Jacques et son maître : Saturnales
Jacques et son maître, à travers comédiens et marionnettes, souffle un vent de folie et, au-delà de ses interrogations sur la vie, célèbre joyeusement l’amitié.
À pied sur une route de campagne, Jacques et son maître cheminent. Où vont-ils? – "Sait-on jamais où l’on va? Décide-t-on quoi que ce soit?, s’interrogent-ils, puisque tout est écrit là-haut…" Chemin faisant, les deux amis se racontent leurs amours passées et font quelques rencontres. Au fil des récits surgissent des personnages colorés, issus de croisements étonnants entre comédiens et marionnettes. D’une histoire à l’autre, même constat: l’amour nous tient tous, et bien souvent, nous manipule…

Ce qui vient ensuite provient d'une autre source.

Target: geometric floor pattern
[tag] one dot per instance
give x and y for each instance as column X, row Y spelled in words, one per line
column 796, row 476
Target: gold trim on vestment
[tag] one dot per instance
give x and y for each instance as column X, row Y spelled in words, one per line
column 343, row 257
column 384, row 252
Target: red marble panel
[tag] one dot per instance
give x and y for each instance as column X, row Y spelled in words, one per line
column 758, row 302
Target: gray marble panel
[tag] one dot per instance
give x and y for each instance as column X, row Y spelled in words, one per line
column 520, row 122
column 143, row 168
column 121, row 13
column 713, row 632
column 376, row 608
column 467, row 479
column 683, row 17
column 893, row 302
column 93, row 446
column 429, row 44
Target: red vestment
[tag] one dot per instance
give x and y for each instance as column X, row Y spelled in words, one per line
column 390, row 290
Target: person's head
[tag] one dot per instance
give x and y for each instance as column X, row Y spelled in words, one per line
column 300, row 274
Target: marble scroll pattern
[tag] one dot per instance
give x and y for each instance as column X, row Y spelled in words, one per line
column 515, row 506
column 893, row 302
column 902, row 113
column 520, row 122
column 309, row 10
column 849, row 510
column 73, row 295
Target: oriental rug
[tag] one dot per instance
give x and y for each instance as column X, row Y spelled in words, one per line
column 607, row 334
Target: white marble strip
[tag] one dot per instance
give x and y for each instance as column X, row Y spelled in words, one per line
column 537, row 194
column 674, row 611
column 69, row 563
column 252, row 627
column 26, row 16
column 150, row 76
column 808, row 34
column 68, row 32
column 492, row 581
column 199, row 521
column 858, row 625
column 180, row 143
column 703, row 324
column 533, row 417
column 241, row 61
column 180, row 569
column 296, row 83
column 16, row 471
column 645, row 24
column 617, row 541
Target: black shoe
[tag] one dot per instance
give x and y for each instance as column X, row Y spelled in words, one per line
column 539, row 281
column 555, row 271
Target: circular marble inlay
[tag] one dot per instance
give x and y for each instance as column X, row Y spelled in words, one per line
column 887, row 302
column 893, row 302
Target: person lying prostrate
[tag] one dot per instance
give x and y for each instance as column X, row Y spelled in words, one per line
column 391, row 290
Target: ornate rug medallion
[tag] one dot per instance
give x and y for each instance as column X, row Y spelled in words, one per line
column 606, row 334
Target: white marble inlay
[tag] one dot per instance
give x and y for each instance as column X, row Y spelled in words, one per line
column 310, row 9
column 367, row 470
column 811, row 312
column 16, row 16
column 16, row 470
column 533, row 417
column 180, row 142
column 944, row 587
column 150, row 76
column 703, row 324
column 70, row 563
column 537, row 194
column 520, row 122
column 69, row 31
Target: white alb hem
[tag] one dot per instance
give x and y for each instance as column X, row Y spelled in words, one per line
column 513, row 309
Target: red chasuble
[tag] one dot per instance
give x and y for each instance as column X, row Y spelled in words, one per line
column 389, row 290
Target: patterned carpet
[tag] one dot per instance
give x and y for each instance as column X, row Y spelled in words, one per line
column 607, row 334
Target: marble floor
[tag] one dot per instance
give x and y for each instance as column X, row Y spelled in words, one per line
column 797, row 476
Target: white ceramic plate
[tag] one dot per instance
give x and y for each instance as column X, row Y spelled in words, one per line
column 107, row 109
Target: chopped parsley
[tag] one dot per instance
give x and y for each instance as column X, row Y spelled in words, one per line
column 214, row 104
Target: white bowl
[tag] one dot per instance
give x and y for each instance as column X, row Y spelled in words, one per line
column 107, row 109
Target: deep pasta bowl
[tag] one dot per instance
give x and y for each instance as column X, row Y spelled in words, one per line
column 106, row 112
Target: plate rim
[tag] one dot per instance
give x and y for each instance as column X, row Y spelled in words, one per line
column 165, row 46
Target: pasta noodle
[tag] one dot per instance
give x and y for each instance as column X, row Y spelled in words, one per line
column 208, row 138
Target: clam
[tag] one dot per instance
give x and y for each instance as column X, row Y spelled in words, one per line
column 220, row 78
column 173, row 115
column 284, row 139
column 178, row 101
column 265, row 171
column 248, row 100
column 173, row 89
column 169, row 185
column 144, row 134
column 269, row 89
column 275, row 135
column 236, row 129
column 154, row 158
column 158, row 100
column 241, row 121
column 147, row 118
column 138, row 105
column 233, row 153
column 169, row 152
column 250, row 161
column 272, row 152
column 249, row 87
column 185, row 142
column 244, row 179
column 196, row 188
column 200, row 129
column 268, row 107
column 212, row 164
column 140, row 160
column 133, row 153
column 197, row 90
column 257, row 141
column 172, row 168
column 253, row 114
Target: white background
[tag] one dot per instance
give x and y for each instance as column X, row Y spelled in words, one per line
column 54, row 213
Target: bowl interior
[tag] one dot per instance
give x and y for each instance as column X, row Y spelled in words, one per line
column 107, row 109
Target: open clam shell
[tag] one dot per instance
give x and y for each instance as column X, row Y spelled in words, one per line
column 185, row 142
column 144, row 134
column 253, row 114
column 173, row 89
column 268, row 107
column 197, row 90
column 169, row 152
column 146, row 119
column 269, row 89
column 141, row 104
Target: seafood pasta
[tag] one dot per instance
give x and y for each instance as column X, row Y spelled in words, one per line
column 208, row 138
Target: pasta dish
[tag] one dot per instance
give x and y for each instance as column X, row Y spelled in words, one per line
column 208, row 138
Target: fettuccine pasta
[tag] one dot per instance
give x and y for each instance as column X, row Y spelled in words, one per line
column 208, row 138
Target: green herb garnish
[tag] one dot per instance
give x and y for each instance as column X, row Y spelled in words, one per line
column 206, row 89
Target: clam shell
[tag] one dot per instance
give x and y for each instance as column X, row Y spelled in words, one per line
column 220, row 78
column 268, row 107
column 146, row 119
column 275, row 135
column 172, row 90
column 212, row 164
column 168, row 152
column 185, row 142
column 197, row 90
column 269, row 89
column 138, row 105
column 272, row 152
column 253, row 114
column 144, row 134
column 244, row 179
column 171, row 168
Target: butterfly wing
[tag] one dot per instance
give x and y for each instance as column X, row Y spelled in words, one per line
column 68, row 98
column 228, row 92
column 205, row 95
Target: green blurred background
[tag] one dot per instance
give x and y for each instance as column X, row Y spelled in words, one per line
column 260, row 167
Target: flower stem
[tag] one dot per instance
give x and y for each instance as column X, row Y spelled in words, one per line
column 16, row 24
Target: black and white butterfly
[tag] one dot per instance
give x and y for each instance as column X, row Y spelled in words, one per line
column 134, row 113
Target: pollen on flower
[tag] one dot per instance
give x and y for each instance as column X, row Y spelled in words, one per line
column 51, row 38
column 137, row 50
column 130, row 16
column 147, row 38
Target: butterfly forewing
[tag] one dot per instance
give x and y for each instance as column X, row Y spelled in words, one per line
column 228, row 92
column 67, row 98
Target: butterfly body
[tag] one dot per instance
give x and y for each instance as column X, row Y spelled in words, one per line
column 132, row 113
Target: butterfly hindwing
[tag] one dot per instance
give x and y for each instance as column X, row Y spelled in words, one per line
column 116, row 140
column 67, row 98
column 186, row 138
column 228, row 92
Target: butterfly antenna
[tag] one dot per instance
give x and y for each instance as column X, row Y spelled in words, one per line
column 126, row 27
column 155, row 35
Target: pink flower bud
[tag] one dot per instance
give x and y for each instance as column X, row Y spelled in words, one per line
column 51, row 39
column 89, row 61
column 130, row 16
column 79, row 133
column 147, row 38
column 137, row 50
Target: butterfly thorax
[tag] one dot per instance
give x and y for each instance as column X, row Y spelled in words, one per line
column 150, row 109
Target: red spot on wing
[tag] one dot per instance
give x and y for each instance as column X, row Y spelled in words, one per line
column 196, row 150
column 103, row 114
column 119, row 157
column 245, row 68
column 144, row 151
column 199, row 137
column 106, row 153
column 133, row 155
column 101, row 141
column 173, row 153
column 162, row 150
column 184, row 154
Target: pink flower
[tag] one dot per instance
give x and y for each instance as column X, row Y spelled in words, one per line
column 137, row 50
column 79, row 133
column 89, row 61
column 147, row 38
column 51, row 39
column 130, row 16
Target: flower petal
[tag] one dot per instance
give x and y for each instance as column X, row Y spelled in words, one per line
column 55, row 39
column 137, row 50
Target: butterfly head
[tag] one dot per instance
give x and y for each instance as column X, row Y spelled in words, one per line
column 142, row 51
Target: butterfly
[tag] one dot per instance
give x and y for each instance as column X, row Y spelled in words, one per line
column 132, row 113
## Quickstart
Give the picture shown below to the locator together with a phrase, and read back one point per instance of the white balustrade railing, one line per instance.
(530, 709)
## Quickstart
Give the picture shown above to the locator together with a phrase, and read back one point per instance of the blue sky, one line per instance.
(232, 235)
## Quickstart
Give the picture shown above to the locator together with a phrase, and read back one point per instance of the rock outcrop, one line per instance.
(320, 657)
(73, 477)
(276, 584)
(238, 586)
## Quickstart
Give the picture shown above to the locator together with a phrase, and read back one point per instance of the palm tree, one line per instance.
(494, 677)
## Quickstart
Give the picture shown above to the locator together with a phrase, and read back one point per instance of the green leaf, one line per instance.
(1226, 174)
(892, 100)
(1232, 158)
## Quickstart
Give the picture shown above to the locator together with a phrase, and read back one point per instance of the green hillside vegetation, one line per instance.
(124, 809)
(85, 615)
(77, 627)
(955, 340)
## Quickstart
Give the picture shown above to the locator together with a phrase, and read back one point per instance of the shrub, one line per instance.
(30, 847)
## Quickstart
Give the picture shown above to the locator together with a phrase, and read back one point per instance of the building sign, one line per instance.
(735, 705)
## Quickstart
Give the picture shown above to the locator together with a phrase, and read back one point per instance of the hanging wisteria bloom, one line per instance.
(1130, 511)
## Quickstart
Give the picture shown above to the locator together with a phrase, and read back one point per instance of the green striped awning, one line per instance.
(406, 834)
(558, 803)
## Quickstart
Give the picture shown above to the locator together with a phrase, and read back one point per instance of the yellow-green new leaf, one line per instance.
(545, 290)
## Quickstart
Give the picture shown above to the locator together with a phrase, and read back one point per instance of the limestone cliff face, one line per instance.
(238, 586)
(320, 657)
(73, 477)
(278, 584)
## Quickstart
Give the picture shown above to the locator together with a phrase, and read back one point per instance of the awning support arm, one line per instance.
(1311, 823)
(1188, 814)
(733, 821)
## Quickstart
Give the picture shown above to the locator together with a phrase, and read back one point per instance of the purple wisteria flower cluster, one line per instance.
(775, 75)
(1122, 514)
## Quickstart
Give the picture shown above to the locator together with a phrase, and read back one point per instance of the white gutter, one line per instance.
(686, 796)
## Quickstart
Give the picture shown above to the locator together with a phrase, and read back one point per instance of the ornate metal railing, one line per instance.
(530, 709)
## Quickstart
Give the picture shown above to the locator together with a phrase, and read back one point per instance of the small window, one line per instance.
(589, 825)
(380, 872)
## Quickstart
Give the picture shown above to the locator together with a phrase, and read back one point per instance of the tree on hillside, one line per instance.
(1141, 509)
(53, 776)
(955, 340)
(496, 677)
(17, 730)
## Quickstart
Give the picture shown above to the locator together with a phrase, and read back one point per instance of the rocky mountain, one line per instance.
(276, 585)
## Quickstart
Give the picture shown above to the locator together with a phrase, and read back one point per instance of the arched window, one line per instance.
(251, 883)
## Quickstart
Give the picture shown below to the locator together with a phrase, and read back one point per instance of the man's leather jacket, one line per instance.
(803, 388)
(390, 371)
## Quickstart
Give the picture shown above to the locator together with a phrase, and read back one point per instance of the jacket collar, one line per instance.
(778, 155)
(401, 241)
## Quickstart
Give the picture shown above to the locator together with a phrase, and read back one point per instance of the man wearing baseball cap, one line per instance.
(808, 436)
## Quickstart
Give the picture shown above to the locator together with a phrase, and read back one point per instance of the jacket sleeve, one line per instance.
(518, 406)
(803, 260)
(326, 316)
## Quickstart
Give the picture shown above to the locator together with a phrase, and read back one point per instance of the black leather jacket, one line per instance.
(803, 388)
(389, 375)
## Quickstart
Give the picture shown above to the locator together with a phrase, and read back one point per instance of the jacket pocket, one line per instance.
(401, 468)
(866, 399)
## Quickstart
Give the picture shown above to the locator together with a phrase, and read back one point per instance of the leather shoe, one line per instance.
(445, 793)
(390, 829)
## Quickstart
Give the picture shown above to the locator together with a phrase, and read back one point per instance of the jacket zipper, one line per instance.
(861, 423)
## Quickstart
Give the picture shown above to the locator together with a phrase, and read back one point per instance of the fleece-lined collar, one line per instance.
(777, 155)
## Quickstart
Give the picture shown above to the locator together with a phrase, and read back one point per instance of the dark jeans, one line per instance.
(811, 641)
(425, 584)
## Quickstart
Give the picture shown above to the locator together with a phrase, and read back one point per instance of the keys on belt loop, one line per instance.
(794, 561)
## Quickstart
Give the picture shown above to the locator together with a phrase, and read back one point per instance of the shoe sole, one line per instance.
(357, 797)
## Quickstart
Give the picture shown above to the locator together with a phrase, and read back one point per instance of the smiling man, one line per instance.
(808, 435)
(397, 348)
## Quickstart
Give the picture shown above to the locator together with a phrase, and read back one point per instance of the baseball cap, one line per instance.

Coproduction du Trident et de Pupulus Mordicus, Jacques et son maître, de Milan Kundera, est une véritable fête. Fête pour les oreilles, d’abord: musique enlevante et coquine (Philippe Côté et Olivier Forest, présents sur scène); pour les yeux, ensuite: beauté de la scénographie (Claudie Gagnon), immense castelet s’ouvrant sur une forêt bleutée faite d’arbres mobiles, quelques accessoires apparaissant au fil de l’action. Le tout, dès l’ouverture réjouissante, nous transporte dans un univers de fable où, on le sait, tout peut arriver. Grand plaisir, aussi, devant les marionnettes: du pantin aux masque et postiche appliqués au comédien, en passant par la marionnette hybride, les créatures sont surprenantes, pleines d’ingéniosité. On est charmés, amusés de leur diversité, de l’humour dont elles portent la marque et de leur force métaphorique; fascinés, aussi, de voir la complicité entre comédiens et compagnons articulés (Jean-Jacqui Boutet, Éva Daigle, Valérie Laroche, Annie LaRochelle, Christian Michaud, Patrick Ouellet, Pierre Robitaille).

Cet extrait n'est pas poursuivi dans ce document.